Le président gabonais a ensuite profité de cette tribune commune pour adresser à son hôte deux demandes d’appui diplomatique très concrètes. La première concerne une échéance électorale internationale : « Je sollicite en cette occasion votre bienveillante attention en votre qualité de président du bureau africain des télécommunications, afin d’appuyer la candidature du Gabon au conseil de l’Union internationale des télécommunications lors de l’élection prévue en novembre 2026. » La seconde vise l’organisation d’un rendez-vous continental majeur : « Je voudrais également solliciter le soutien de votre pays dans le cadre de la candidature du Gabon pour abriter le sommet de l’Union africaine en 2027 » , at-il ajouté. Dans la même veine, le chef de l’État gabonais avait plus tôt dans la journée défendue, devant ses hôtes, l’idée que l’Afrique doit désormais « transformer localement ses ressources naturelles sur son sol » , un principe qu’il a fait inscrire dans le troisième des accords signés.
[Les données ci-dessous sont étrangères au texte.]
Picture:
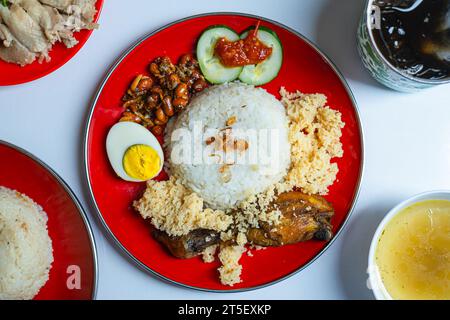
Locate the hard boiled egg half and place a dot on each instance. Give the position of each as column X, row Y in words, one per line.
column 134, row 152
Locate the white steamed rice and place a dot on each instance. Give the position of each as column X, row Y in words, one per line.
column 25, row 246
column 209, row 112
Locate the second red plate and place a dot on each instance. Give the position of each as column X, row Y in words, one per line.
column 12, row 74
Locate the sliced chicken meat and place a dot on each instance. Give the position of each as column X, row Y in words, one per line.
column 47, row 17
column 303, row 217
column 25, row 29
column 31, row 27
column 62, row 5
column 12, row 50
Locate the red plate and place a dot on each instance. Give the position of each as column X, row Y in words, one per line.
column 73, row 242
column 12, row 74
column 304, row 68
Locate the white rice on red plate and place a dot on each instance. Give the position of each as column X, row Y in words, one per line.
column 26, row 252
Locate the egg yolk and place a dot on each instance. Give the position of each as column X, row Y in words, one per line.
column 141, row 162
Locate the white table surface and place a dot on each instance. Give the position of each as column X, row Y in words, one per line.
column 407, row 137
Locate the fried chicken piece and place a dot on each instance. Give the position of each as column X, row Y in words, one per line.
column 304, row 217
column 189, row 246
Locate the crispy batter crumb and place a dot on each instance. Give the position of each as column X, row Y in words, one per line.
column 209, row 254
column 230, row 271
column 315, row 131
column 177, row 211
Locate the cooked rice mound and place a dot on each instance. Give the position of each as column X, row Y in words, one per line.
column 224, row 179
column 25, row 246
column 313, row 138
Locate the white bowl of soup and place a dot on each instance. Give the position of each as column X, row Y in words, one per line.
column 410, row 253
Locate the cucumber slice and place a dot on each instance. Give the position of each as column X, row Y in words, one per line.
column 211, row 67
column 268, row 70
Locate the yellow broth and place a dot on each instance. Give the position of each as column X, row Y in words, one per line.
column 413, row 252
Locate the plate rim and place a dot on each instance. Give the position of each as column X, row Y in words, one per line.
column 76, row 50
column 89, row 121
column 77, row 203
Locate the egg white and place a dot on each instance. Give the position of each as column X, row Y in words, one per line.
column 122, row 136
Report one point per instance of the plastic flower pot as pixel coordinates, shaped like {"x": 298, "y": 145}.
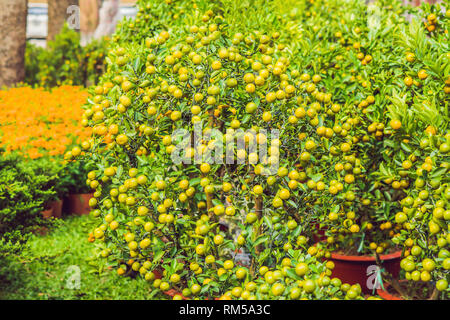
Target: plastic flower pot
{"x": 355, "y": 269}
{"x": 79, "y": 203}
{"x": 319, "y": 234}
{"x": 384, "y": 294}
{"x": 56, "y": 206}
{"x": 413, "y": 291}
{"x": 48, "y": 213}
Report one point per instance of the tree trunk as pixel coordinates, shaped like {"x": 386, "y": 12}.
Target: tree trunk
{"x": 13, "y": 29}
{"x": 57, "y": 15}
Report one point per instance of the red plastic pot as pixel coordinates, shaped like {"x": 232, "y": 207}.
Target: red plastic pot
{"x": 319, "y": 234}
{"x": 79, "y": 203}
{"x": 384, "y": 294}
{"x": 48, "y": 213}
{"x": 56, "y": 207}
{"x": 353, "y": 269}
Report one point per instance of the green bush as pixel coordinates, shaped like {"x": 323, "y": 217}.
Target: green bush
{"x": 25, "y": 188}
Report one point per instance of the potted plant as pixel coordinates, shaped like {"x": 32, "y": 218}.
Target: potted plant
{"x": 163, "y": 216}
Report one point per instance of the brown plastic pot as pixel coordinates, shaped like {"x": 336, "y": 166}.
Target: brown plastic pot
{"x": 48, "y": 213}
{"x": 353, "y": 269}
{"x": 319, "y": 234}
{"x": 79, "y": 203}
{"x": 56, "y": 206}
{"x": 384, "y": 294}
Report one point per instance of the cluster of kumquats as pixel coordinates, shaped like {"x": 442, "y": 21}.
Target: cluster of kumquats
{"x": 38, "y": 122}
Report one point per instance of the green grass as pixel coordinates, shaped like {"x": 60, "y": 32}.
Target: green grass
{"x": 43, "y": 269}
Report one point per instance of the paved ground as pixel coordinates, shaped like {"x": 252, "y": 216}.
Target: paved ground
{"x": 37, "y": 19}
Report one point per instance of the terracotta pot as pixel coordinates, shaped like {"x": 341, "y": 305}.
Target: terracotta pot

Prenant la parole à son tour, Félix-Antoine Tshisekedi a salué en des termes chaleureux la relation qui unit désormais les deux capitales : « Je me réjouis d’avoir à travers le président Oligui un partenaire à la fois pour la paix et pour le développement. » Le président congolais a insisté sur la convergence de vues qui, selon lui, caractérise ce nouveau tandem régional : « Il a exactement la même vision que moi sur ce qu’il faut faire pour nos pays. » Il a ensuite détaillé la méthode qu’il souhaite voir adoptée par les deux pays : « Donc commencer d’abord à resserrer davantage nos liens, nous appuyer sur ce que nous avons en commun afin de le solidifier, de renforcer et ensuite répondre aux besoins de nos populations » , at-il conclu, associant à cette ambition les projets communs autour de l’exploitation du bassin du Congo et du marché naissant du crédit carbone, un outil que Kinshasa présente comme un moyen de « garantir l’avenir des générations futures » .
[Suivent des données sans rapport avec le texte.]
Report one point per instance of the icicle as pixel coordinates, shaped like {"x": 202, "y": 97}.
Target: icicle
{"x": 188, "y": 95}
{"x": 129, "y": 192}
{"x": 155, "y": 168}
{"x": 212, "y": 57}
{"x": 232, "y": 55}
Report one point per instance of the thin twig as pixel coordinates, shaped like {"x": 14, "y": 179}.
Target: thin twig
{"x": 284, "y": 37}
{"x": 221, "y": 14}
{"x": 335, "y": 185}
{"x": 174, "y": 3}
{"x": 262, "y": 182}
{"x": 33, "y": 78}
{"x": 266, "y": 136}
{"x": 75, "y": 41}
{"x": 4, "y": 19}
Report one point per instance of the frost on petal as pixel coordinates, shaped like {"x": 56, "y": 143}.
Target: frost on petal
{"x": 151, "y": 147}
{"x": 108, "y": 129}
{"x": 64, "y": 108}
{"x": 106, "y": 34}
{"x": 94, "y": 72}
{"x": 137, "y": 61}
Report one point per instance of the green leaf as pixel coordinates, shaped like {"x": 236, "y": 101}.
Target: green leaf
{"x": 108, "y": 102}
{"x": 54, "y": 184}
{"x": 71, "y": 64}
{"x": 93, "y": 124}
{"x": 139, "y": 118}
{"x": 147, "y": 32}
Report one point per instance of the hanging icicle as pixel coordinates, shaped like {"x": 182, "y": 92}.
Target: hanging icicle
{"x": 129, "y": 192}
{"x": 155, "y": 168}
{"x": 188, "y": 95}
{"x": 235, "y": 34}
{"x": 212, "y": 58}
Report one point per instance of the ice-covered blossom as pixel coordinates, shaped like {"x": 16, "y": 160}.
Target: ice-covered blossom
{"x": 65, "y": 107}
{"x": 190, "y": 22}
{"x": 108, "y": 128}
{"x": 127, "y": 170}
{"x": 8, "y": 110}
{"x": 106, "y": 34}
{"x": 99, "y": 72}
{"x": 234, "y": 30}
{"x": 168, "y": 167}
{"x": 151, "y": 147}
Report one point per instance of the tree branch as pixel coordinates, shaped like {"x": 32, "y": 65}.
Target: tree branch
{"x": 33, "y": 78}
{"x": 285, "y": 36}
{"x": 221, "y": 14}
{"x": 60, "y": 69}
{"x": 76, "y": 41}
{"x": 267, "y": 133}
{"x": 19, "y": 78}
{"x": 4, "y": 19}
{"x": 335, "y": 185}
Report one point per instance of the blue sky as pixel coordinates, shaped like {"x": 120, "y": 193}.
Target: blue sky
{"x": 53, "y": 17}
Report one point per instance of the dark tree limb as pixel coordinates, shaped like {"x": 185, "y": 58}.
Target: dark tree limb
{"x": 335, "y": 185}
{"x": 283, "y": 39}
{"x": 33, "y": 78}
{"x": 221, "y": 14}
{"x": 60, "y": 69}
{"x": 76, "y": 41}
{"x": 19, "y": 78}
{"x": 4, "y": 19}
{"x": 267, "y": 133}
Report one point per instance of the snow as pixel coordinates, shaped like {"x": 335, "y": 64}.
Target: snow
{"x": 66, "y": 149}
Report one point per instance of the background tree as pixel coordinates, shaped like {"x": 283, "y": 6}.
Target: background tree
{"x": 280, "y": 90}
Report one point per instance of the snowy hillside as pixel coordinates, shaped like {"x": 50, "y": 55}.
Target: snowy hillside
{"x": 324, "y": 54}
Un axe Libreville-Kinshasa à consolider
Au-delà du symbole qui représente cette visite, organisée dans la foulée des célébrations de l’indépendance gabonaise, les observateurs de la sous-région y voient la confirmation d’un rapprochement engagé depuis l’arrivée au pouvoir de Brice Clotaire Oligui Nguema. Entre un pays richement doté en hydrocarbures et en forêt tropicale et un géant minier confronté à une insécurité à l’Est, l’enjeu commun persistant reste le même : transformer un voisinage naturel, patrimoine de la géographie et de la forêt du bassin du Congo, en partenariat économique et diplomatique tangible.
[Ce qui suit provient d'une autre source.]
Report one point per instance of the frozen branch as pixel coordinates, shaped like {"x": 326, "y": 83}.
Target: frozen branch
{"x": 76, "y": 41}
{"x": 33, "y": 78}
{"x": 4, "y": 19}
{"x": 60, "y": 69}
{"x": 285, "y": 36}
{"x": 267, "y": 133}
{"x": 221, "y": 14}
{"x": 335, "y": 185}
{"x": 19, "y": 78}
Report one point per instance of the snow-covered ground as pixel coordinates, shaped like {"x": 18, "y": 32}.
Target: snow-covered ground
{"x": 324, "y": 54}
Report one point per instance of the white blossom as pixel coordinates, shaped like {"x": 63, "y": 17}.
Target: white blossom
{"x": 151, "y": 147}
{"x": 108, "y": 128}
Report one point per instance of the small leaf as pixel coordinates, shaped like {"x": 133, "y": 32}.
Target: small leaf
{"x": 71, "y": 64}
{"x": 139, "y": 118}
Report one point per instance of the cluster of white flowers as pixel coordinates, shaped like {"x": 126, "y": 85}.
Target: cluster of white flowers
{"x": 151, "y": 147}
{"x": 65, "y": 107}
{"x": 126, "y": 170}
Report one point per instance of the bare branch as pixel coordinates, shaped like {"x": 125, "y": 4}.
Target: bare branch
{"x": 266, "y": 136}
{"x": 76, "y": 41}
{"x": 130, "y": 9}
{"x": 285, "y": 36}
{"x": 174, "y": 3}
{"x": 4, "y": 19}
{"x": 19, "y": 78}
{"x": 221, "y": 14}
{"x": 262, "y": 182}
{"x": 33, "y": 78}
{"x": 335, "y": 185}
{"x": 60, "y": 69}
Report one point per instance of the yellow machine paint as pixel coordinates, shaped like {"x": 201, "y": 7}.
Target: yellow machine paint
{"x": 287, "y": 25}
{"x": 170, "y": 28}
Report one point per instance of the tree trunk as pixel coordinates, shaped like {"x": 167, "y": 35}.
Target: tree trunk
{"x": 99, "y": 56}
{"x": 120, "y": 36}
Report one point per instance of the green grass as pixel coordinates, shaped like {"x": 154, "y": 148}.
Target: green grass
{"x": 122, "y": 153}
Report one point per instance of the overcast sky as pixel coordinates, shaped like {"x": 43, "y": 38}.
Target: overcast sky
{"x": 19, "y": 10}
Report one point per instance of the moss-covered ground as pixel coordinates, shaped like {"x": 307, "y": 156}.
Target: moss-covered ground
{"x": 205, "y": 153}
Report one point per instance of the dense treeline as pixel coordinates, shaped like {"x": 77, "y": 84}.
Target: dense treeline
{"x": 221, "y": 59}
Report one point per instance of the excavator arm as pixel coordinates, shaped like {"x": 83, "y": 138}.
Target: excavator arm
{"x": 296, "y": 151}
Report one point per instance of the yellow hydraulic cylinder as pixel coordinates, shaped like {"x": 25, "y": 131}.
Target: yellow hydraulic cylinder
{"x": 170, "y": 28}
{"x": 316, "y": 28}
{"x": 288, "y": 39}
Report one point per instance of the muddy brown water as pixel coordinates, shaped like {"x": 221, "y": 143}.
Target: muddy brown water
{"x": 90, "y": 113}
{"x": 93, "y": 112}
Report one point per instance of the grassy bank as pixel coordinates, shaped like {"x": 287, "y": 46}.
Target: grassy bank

La suite du séjour présidentiel devait mener Félix-Antoine Tshisekedi loin des ors du palais, vers la zone économique de Nkok, où le Gabon transforme désormais localement son bois plutôt que de l’exporter en grumes — vitrine concrète du principe que Brice Clotaire Oligui Nguema n’a cessé de marteler à son hôte. Entre la gerbe déposée devant la stèle de Léon Mba et la visite d’une usine qui débite le bois du pays plutôt que de le laisser partir brut vers d’autres rives, cette visite d’État aura tenu, en quarante-huit heures, la mémoire d’un côté et l’avenir de l’autre. Reste à savoir si les trois accords signés au bord de l’Atlantique sauront, dans les mois qui viennent, transformer ces mots de circonstance en circulation réelle d’hommes, de biens et d’investissements entre Libreville et Kinshasa.